Description of problem: High I/O wait (100%) when writing lots of data with 3ware 9650, awfully slow write performance. A friend also gets the problem with aacraid. Version-Release number of selected component (if applicable): 2.6.18-53.1.14 How reproducible: Write something like 1GB data. Steps to Reproduce: 1. 2. 3. Actual results: 4 hours to import a 1GB sql file in postgresql. Expected results: 6 minutes with the fix. 10 to 15% of I/O wait instead of 100% previously seen. Additional info: See http://git.kernel.org/?p=linux/kernel/git/torvalds/linux-2.6.git;a=commit;h=1e6c38cec08f88b0df88a34e80f15492cace74e9 I've made a quick and dirty fix for local use and without having to backport the pci_try_set_mwi function. I simply used pci_set_mwi instead of pci_try_set_mwi. Will such a fix be included in a next kernel release ? Regards.
Tomas, See if you can reproduce this with the 3ware hardware you have. Either way, please review for applicability on RHEL 5, and keep an eye on the upstream results. If it looks good, we can propose it for 5.3. Tom
AFAIK, it depends on the bios. Some enable MWI by default, some don't. Linux devs choose to override it, just in case. The box is running fine since the fix (no data corruption occured, normal performance, sluggish system and I/O vanished). I think this fix should be included as soon as possible, no need to wait for 5.3. Regards, Laurent.
Created attachment 308525 [details] modified version Laurent, thanks for the patch, I had to slightly modify it. I don't have access to the hardware, please could you verify that the test kernel on http://people.redhat.com/thenzl/kernel/ resolves your issue ?
Tomas, just rebooted the server with the x86_64 version of your kernel. I/O wait went up to 45% with another test (and previously untested - deleting loads of data from postgresql). Data are being processed again so we can recreate the previous test that made me post this bug, I'll keep you informed very soon (say about one hour). Could you show me the diff you applied ?
duh, didn't see the attached patch, sorry. OK, we've run again the 1GB import, and system is behaving normally, the same way as with my patch. Thank you very much. When will that fix be included by default ? Please tell me it'll be included in the next kernel update, and not with 5.3 release :)

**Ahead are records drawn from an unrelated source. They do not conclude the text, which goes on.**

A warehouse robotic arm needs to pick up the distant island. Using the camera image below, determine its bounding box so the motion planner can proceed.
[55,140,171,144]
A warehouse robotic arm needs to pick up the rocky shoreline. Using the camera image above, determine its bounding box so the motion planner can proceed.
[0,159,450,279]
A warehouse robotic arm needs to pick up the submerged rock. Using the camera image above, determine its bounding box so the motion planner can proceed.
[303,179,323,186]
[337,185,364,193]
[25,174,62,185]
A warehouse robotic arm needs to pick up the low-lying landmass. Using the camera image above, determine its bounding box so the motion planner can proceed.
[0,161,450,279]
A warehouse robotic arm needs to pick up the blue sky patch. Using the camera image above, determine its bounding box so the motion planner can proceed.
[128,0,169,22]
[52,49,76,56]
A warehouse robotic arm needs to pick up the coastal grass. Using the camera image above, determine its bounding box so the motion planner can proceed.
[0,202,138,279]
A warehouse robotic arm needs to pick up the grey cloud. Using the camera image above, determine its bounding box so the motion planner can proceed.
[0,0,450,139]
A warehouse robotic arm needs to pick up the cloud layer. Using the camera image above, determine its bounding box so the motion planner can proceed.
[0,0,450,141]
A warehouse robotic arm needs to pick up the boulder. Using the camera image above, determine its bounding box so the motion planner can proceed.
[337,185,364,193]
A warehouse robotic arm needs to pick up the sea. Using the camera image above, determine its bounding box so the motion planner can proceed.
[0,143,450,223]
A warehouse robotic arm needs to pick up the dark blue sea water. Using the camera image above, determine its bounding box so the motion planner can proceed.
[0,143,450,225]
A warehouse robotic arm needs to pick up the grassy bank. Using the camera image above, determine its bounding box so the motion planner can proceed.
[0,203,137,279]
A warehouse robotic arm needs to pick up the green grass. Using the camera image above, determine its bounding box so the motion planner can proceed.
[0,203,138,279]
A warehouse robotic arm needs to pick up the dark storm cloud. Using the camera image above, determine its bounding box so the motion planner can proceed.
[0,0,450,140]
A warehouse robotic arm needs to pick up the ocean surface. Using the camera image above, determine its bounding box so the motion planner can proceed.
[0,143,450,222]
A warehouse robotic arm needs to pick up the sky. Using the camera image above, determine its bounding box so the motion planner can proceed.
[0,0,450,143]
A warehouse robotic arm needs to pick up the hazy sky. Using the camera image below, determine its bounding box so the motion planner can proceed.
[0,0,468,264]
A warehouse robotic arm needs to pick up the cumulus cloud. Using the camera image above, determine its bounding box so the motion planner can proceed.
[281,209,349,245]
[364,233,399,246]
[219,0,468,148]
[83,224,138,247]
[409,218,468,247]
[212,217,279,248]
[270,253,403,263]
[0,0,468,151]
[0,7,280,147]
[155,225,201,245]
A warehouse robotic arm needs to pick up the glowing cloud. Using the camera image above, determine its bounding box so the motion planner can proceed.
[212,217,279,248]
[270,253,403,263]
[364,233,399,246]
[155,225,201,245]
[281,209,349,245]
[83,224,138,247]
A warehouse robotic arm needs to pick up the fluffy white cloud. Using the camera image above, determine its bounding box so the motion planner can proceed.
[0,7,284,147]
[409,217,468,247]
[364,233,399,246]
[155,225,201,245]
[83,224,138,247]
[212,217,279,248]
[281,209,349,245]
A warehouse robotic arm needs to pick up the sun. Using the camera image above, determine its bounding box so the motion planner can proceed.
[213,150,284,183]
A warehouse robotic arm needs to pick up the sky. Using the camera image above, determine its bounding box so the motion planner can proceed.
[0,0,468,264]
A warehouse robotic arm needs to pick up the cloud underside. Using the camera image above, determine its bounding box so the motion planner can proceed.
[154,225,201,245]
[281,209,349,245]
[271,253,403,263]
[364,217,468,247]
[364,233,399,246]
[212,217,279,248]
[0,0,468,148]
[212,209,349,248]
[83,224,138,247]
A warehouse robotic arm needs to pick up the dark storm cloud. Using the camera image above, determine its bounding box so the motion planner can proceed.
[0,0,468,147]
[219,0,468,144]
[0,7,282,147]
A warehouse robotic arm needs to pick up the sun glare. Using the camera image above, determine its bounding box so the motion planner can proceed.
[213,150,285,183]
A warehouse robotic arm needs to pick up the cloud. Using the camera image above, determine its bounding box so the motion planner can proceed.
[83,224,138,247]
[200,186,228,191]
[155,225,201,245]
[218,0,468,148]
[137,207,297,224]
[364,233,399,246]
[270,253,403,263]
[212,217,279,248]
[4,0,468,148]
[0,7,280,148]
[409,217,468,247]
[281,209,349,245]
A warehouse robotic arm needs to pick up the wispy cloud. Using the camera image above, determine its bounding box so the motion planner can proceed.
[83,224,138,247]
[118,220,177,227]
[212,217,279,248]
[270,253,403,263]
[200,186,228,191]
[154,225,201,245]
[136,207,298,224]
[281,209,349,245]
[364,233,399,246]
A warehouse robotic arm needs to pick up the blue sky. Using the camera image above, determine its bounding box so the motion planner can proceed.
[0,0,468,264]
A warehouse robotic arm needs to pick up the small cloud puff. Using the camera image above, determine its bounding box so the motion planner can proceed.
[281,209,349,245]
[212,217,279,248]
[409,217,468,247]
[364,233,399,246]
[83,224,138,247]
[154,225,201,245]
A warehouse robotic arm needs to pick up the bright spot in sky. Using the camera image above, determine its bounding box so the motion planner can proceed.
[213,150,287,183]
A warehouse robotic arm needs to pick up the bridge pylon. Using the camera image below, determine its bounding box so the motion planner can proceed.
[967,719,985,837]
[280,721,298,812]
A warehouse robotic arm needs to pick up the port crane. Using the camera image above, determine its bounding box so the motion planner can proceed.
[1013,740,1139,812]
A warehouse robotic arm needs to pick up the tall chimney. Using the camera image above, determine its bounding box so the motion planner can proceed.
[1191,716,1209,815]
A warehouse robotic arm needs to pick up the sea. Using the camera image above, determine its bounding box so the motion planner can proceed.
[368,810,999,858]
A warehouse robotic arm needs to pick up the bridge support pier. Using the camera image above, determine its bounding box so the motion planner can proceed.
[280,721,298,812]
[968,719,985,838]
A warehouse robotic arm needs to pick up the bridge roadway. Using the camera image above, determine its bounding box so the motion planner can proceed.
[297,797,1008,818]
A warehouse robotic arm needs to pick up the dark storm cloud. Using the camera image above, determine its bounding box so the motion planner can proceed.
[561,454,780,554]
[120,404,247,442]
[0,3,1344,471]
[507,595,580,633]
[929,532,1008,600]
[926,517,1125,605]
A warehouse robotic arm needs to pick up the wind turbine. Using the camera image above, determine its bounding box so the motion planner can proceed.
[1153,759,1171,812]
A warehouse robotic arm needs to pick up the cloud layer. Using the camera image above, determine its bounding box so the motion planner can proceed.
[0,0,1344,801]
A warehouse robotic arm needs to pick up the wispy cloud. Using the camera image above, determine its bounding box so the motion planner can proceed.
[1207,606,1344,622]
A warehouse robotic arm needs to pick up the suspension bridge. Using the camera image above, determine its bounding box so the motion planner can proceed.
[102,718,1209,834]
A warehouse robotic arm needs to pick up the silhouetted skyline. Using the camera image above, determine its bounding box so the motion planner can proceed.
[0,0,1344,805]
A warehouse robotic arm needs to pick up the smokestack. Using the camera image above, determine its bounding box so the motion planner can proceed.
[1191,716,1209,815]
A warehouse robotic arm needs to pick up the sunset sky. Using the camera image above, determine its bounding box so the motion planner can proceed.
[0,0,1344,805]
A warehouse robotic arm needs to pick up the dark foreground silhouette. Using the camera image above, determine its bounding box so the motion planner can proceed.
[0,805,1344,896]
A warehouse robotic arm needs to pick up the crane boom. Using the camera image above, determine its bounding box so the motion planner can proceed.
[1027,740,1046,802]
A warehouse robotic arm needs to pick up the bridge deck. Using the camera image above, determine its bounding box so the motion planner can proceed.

Laurent, the attachment is inaccessible for you? But it doesn't matter - here is it: diff -Naurp linux-2.6.18.x86_64/drivers/scsi/3w-9xxx.c linux-2.6.18.x86_64a/drivers/scsi/3w-9xxx.c --- linux-2.6.18.x86_64/drivers/scsi/3w-9xxx.c 2008-06-05 14:53:15.000000000 +0200 +++ linux-2.6.18.x86_64a/drivers/scsi/3w-9xxx.c 2008-06-05 14:39:11.000000000 +0200 @@ -89,6 +89,7 @@ #include <scsi/scsi_host.h> #include <scsi/scsi_tcq.h> #include <scsi/scsi_cmnd.h> +#include <linux/libata.h> #include "3w-9xxx.h" /* Globals */ @@ -2062,6 +2063,7 @@ static int __devinit twa_probe(struct pc } pci_set_master(pdev); + pci_try_set_mwi(pdev); retval = pci_set_dma_mask(pdev, sizeof(dma_addr_t) > 4 ? DMA_64BIT_MASK : DMA_32BIT_MASK); if (retval) {
Laurent, is your test system still working well with this test kernel ? >Please tell me it'll be included in >the next kernel update, and not with 5.3 release :) I could tell you what you want :) , but I think that it will go in the 5.3. release.
This request was evaluated by Red Hat Product Management for inclusion in a Red Hat Enterprise Linux maintenance release. Product Management has requested further review of this request by Red Hat Engineering, for potential inclusion in a Red Hat Enterprise Linux Update release for currently deployed products. This request is not yet committed for inclusion in an Update release.
Yes, the system still works without problems, and normal performance. Please include that fix in the bext kernel update. It'd be shame to have to wait until 5.3. Thanks.
The only kernel updates between 5.2 and 5.3 are for critical security fixes, system crashers, or data corruption. This does not fit the bill. The other option is for you to contact Red Hat support, and request a hot fix for this.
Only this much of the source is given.